ゴム企業 新型肺炎対応急ぐ 中国出張禁止や休業延長も 

2020年01月30日

ゴムタイムス社

 中国湖北省の武漢市で発生した新型コロナウイルスによる肺炎の拡大がゴム・樹脂関連企業に影響を及ぼし始めている。弊紙が主なゴム・樹脂企業に問い合わせたところ、中国への出張禁止や現地社員を含め家族の一時帰国を促すなど、企業は対応に追われている。

 ブリヂストンは1月29日現在、湖北省全体への出張を禁止し、湖北省以外の中国への出張も原則禁止している。湖北省の武漢市にある自動車シート用素材の工場の駐在員1名は29日午前のチャーター機で帰国した。なお、タイヤをはじめ、自動車用部品、自転車など中国にある現地工場は春節で休業しているが、休み明けの工場再開については状況を注視して決定するとしている。

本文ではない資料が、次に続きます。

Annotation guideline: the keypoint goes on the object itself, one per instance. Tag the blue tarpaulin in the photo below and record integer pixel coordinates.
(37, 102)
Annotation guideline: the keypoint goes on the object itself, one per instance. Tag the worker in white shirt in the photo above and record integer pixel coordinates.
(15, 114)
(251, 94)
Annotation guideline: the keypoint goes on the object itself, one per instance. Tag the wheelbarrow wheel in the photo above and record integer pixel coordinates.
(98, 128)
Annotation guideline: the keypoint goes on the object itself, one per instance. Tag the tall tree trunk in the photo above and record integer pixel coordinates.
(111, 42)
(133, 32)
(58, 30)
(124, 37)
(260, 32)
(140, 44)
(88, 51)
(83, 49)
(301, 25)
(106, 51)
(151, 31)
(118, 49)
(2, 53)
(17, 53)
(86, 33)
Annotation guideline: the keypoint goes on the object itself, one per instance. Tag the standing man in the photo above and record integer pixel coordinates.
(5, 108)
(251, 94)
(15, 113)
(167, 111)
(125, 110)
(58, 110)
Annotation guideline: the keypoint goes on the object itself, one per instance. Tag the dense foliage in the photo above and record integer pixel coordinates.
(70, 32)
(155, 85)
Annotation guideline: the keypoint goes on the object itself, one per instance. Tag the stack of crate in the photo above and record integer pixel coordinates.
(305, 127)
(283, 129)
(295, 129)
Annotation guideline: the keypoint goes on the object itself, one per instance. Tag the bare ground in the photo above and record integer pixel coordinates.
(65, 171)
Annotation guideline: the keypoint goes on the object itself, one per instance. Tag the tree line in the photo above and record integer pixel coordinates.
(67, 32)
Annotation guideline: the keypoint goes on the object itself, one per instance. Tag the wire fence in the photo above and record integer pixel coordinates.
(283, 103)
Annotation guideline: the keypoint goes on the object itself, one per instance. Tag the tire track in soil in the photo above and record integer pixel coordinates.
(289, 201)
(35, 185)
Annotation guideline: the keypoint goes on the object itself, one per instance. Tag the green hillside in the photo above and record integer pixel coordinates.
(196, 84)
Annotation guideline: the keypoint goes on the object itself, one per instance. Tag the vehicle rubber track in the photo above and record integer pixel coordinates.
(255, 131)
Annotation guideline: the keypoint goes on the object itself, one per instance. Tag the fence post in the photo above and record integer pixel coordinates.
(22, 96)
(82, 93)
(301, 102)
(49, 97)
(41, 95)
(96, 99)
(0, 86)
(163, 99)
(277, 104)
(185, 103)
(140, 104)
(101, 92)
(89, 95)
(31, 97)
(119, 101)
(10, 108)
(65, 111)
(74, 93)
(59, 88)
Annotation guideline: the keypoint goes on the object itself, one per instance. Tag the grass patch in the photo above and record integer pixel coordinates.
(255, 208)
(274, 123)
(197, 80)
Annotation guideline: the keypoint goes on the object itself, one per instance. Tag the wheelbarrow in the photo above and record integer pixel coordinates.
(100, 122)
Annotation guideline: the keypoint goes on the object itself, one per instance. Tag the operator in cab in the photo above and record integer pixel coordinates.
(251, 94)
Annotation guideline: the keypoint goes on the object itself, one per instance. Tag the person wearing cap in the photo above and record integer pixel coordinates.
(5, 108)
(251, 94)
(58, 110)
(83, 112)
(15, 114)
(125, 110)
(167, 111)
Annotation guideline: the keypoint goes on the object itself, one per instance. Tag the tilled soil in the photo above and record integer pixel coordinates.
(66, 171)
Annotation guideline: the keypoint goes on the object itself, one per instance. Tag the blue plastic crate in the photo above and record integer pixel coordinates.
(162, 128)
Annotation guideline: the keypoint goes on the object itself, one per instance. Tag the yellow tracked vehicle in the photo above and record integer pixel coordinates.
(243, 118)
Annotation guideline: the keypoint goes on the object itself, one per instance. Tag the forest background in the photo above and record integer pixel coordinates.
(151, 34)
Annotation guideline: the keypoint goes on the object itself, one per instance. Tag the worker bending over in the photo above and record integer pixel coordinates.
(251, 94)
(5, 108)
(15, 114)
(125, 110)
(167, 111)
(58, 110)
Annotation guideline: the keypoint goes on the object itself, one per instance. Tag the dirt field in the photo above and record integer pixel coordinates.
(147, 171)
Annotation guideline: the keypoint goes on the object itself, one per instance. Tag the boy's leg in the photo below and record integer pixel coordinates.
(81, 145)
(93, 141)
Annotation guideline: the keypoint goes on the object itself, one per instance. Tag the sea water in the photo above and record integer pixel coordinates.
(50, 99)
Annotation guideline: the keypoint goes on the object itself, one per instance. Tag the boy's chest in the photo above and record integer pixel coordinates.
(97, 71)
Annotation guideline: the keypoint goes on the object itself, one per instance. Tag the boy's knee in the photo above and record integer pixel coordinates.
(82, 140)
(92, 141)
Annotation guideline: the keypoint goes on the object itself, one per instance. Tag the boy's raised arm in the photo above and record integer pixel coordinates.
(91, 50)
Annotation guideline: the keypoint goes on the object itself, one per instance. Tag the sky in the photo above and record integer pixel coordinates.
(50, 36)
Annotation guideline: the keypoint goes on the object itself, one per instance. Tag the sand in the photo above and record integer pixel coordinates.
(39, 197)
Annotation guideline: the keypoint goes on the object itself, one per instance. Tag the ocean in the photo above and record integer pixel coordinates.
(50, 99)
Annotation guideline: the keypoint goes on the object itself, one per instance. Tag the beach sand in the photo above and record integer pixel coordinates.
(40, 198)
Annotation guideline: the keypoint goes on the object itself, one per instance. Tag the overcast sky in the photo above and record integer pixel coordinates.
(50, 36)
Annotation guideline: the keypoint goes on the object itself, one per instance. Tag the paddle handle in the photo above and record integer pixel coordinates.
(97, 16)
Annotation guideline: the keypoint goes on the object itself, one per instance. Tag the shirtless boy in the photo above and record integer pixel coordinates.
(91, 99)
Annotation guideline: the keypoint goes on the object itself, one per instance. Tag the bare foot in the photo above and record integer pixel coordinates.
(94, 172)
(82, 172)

 住友ゴム工業は、1月29日現在、中国全土への社員の出張を原則として取りやめている。中国に駐在する社員とその家族については、基本的に一時帰国するよう勧告している。中国の3ヵ所の製造拠点については、タイヤを製造する常熟と湖南の両拠点、OA機器用精密ゴムを製造する中山の拠点のいずれも、現地当局からの通達を受けて春節の休業を2月9日まで延長することを決めた。各拠点とも操業再開時は従業員の出社前および出社後の体温計測を推奨し、37・5度以上発熱した場合は通院を勧めることにしている。また、操業開始に備えて、現在入手困難なマスク(2万1000枚確保済)、非接触体温計(11個手配中)、消毒液(300本手配中)を本社から中山・常熟・湖南の各工場に発送する予定にしている。

 横浜ゴムは1月29日現在、武漢市を中心とする湖北省への出張を取りやる措置を講じている。中国にある拠点のうち、タイヤの工場がある杭州と蘇州、またタイヤ以外では杭州と山東省にある工場、さらに上海事業所は現地当局からの要請を受け春節による休業を2月9日まで延長した。

 TOYO TIREは、1月29日現在、中国への社員の不要不急の渡航を自粛している。タイヤを製造する張家港市と諸城市の両工場や上海市の販売会社などの同社の中国拠点は春節の休業中で、これに合わせ日本に一時帰国している駐在員が多い。操業再開の時期などは、現地当局などからの情報を鋭意収集している。

 三菱ケミカルは、1月28日の時点で、社員に湖北省への渡航を禁止する措置を講じている。また、中国全土についても、不要不急の渡航を見合わせるよう指示している。同社は、四川省の成都市、江蘇省の蘇州市と常熟市に機能性樹脂製品の製造拠点を持つ。

 三井化学は、1月27日付で、武漢市を含む湖北省への出張を禁止し、中国全土への渡航も自粛するよう社員に通知を出した。同社広報によると、武漢市に駐在する同社社員はいないという。

 クラレは、1月28日の時点で、中国全土への社員への渡航を禁止している。また、湖北省には同社の拠点はないものの、上海市など中国に駐在する社員については、本人や家族の希望があれば日本への一時帰国をサポートすることにしている。

 日本ゼオンは、ゼオングループ全体で今月初旬から武漢市への社員の出張を禁止していたが、今月下旬からは中国全土への社員の出張を禁止した。また、湖北省には同社の拠点はないが、上海や広州など中国各地に駐在する全社員を原則として帰国させる措置を取っている。さらに、日本国内でも感染が広がりを見せた場合に備え、在宅勤務の検討を進めている。

 JSRは、1月29日現在、武漢市を含む湖北省への社員の出張を禁止している。中国全土への社員の出張についても延期するよう指示している。また、湖北省には同社の拠点はないものの、上海の拠点では当局の指示に従い春節の休業を2月9日まで延長し、その他の中国の各拠点では春節の休業を2月2日まで延長することを決め、休業後も在宅勤務を推奨する方針としている。さらに、中国の駐在員で本人や家族が希望した場合は、日本への一時帰国を支援している。

 豊田合成は1月24日付で中国への出張を自粛。湖北省にある「湖北豊田合成正奥橡塑密封科技有限公司(TG正奥)」を始めとする中国各地の工場については、春節により休業中だが、春節明けの生産は各工場によって対応を検討するとしている。

 ニチリンは1月29日現在、1月28日までに中国にいる社員を帰国させた他、常熟にある自動車用ホース類の工場は2月9日まで操業を停止させる措置を取っている。